C# Concurrency – How Much Work to Place Inside a Lock Statement?

cconcurrencylocksnet

I am a junior developer working on writing an update for software that receives data from a third-party solution, stores it in a database, and then conditions the data for use by another third-party solution. Our software runs as a Windows service.

Looking at the code from a previous version, I see this:

        static Object _workerLocker = new object();
        static int _runningWorkers = 0;
        int MaxSimultaneousThreads = 5;

        foreach(int SomeObject in ListOfObjects)
        {
            lock (_workerLocker)
            {
                while (_runningWorkers >= MaxSimultaneousThreads)
                {
                    Monitor.Wait(_workerLocker);
                }
            }

            // check to see if the service has been stopped.

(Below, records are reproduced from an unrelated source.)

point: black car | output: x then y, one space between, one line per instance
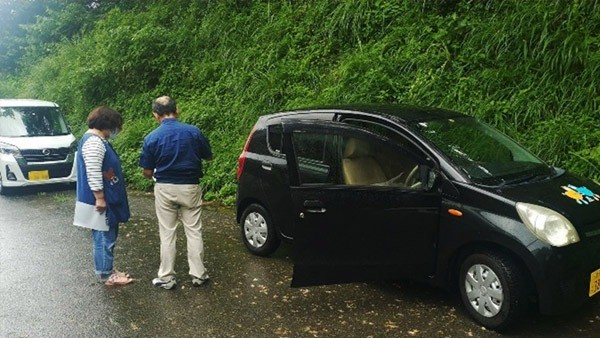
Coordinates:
394 191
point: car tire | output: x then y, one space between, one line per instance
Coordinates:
493 289
258 231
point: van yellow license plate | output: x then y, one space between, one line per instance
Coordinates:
595 282
39 175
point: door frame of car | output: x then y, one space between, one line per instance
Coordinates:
346 233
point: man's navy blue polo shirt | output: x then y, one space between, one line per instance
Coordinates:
176 151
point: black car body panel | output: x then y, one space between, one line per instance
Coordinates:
344 232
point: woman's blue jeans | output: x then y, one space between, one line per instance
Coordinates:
104 245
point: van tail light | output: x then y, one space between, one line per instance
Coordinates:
242 158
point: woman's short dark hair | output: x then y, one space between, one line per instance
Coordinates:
164 105
104 118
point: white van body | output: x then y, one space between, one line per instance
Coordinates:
36 144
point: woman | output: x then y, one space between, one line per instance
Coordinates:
100 183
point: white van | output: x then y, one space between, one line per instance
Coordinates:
36 145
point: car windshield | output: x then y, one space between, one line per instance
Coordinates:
487 156
32 121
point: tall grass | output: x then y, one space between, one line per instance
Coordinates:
530 68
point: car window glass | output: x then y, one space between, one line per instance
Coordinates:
316 157
379 162
380 129
361 160
275 138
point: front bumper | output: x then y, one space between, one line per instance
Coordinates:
16 172
563 282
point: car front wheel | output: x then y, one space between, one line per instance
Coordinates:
258 232
493 289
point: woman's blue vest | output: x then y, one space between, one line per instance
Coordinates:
113 180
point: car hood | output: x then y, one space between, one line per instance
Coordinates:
576 198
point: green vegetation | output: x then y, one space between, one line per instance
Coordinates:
530 68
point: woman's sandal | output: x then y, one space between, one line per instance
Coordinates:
118 278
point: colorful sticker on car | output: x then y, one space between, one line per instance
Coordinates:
581 195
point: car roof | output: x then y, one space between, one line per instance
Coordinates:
399 112
26 103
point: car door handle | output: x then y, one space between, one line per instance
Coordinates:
267 165
314 206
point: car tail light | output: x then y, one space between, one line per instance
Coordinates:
242 158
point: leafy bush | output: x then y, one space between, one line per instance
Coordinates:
529 68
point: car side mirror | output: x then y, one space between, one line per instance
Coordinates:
433 178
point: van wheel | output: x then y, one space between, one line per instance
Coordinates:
493 289
258 232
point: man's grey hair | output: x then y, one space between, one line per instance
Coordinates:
164 105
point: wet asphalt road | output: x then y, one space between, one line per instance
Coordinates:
48 289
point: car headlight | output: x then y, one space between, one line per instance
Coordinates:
548 225
9 149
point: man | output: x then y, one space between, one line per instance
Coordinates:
172 154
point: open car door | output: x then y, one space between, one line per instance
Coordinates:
361 210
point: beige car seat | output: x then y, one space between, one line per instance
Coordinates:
359 164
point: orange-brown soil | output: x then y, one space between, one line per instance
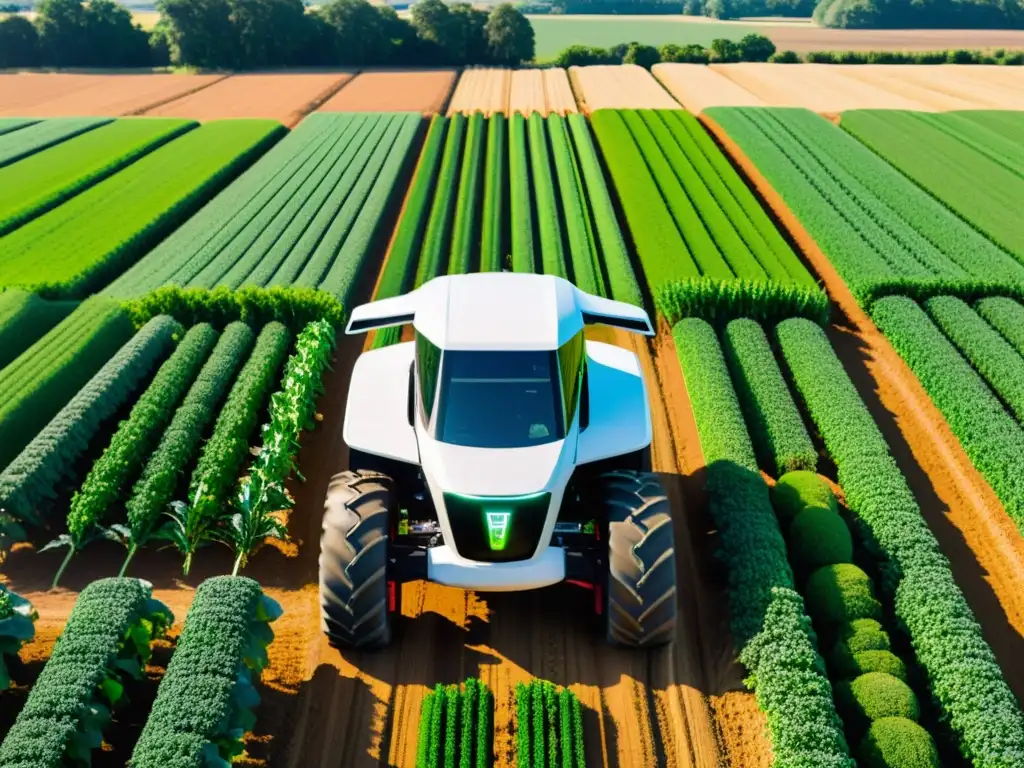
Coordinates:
45 95
985 550
407 90
287 97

If yes, then exit
            if (this.IsRunning() == false)
            {
                break;
            }

            lock (_workerLocker)
            {
                _runningWorkers++;
            }

            ThreadPool.QueueUserWorkItem(SomeMethod, SomeObject);

        }

The logic seems clear: Wait for room in the thread pool, make sure the service hasn't been stopped, then increment the thread counter and queue the work. _runningWorkers is decremented inside SomeMethod() inside a lock statement that then calls Monitor.Pulse(_workerLocker).

My question is:
Is there any benefit in grouping all the code inside a single lock, like this:

        static Object _workerLocker = new object();
        static int _runningWorkers = 0;
        int MaxSimultaneousThreads = 5;

        foreach (int SomeObject in ListOfObjects)
        {
            // Is doing all the work inside a single lock better?
            lock (_workerLocker)
            {
                // wait for room in ThreadPool
                while (_runningWorkers >= MaxSimultaneousThreads) 
                {
                    Monitor.Wait(_workerLocker);
                }
                // check to see if the service has been stopped.
                if (this.IsRunning())
                {
                    ThreadPool.QueueUserWorkItem(SomeMethod, SomeObject);
                    _runningWorkers++;                  
                }
                else
                {
                    break;
                }
            }
        }

It seems like, it may cause a little bit more waiting for other threads, but then it seems like locking repeatedly in a single logical block would also be somewhat time-consuming. However, I'm new to multi-threading, so I'm assuming that there are other concerns here that I'm unaware of.

The only other places where _workerLocker gets locked is in SomeMethod(), and only for the purpose of decrementing _runningWorkers, and then outside the foreach to wait for the number of _runningWorkers to go to zero before logging and returning.

Thanks for any help.

EDIT 4/8/15

Thanks to @delnan for the recommendation to use a semaphore. The code becomes:

        static int MaxSimultaneousThreads = 5;
        static Semaphore WorkerSem = new Semaphore(MaxSimultaneousThreads, MaxSimultaneousThreads);

        foreach (int SomeObject in ListOfObjects)
        {
            // wait for an available thread
            WorkerSem.WaitOne();

            // check if the service has stopped
            if (this.IsRunning())
            {
                ThreadPool.QueueUserWorkItem(SomeMethod, SomeObject);
            }
            else
            {
                break;
            }
        }

WorkerSem.Release() is called inside SomeMethod().

Best Answer

This is not a question of performance. It is first and foremost a question of correctness. If you have two lock statements, you can not guarantee atomicity for operations that are spread between them, or partially outside the lock statement. Tailored for the old version of your code, this means:

Between the end of the while (_runningWorkers >= MaxSimultaneousThreads) and the _runningWorkers++, anything at all may happen, because the code surrenders and re-acquires the lock in between. For example, thread A might acquire the lock for the first time, wait until there some other thread exits, and then break out of the loop and the lock. It is then preempted, and thread B enters the picture, also waiting for room in the thread pool. Because said other thread quit, there is room so it doesn't wait very long at all. Both thread A and thread B now go on in some order, each incrementing _runningWorkers and starting their work.

Now, there are no data races as far as I can see, but logically it's wrong, since there are now more than MaxSimultaneousThreads workers running. The check is (occasionally) ineffective because the task of taking a slot in the thread pool is not atomic. This should concern you more than small optimizations around lock granularity! (Note that conversely, locking too early or for too long can easily lead to deadlocks.)

The second snippet fixes this problem, as far as I can see. A less invasive change to fix the problem might be putting the ++_runningWorkers right after the while look, inside the first lock statement.

Now, correctness aside, what about performance? This is hard to tell. Generally locking for a longer time ("coarsely") inhibits concurrency, but as you say, this needs to be balanced against the overhead from the additional synchronization of fine-grained locking. Generally the only solution is benchmarking and being aware that there are more options than "lock everything everywhere" and "lock only the bare minimum". There is a wealth of patterns and concurrency primitives and thread-safe data structures available. For example, this seems like the very application semaphores were invented for, so consider using one of those instead of this hand-rolled hand-locked counter.